AI-powered hearing aids
Hearing loss is not a new condition by any means, and people have suffered from it for centuries. The first electric hearing aid was designed in 1898 by Miller Reese Hutchison, with the first commercially manufactured hearing aids introduced in 1913. With an estimated 48 million Americans experiencing some sort of hearing loss, hearing aids can be a lifeline for many who struggle with the quality of their hearing.
And while it may seem hard to believe, today’s most predominant hearing aids on the market can be painful to wear having been designed 50-100 years ago. In response to a stagnant area of development, ML is being leveraged with deep learning and advanced signal processing techniques at a level of detail previously impossible.

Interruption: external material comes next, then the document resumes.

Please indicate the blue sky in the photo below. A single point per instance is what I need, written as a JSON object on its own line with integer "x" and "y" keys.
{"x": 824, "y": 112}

Through the application of software-based solutions, ML algorithms can power hearing aids to detect, predict, and suppress unwanted background noise. Neural network models take structured and unstructured data and augment it with other data sets relating to the spectrum of age, language, and voice types. The data is then refined by being fed into neural network training, which begins a process of ongoing product improvement.
In an interview with Forbes, Andre Esteva, Head of Medical AI at Salesforce says that the limits of traditional approaches have been emphasized by the manual processes involved in acquiring data to mold it into a usable format, before preparing basic algorithms to be deployed to devices. ML training protocols, on the other hand, Esteva says, automatically processes data before updating themselves to redeploy.

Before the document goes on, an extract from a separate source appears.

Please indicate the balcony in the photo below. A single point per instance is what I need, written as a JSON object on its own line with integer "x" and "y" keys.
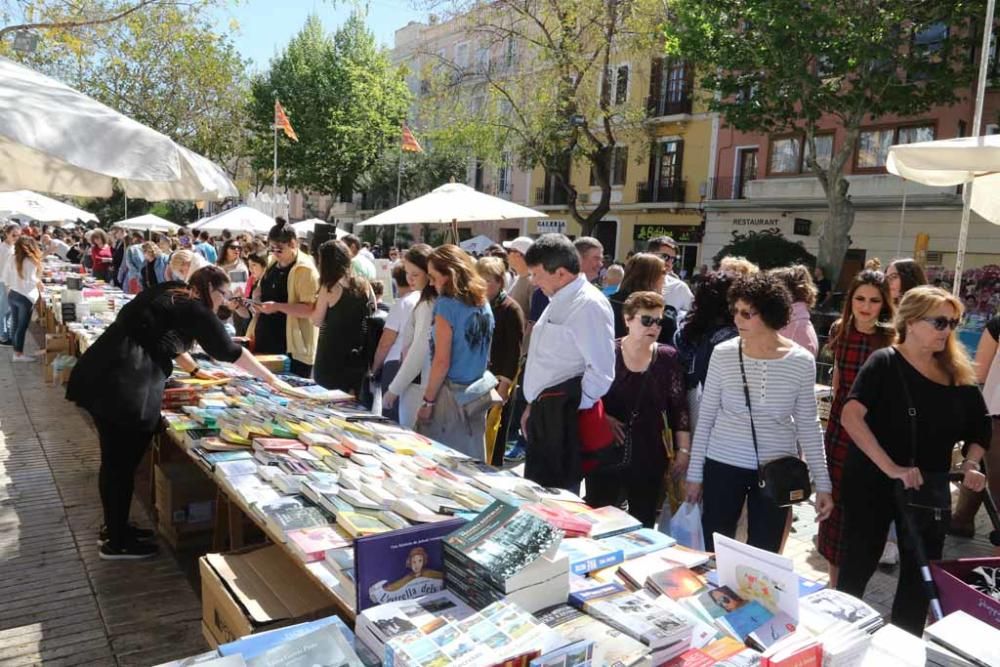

“The effect is a significant reduction in product feedback cycles and an increase in the range of capabilities available. The beauty of this approach is that the underlying intelligence improves over time as the neural nets go through iterative training,” added Esteva.
As of today, there are several companies providing AI-powered hearing aids. The most recent being Whisper, a startup that has recently obtained funds of around US$50 million as they prepare to go to production on their first product. The AI-powered hearing aids from Whisper self-tune over time, and continually improve with AI for better performance.
Elsewhere, MicroTech claims its Essentia Edge product scans environments to make changes to boost speech intelligibility, while Widex’s Evoke hearing aids combine real-time input with previously learned sounds from users and millions of other listening domains. The goal of introducing machine learning technologies in healthcare is to enhance the experience of patients and users. As intelligent innovative solutions continue to emerge in a field full of noise, the buzz around revolutionary tech seems to only get louder.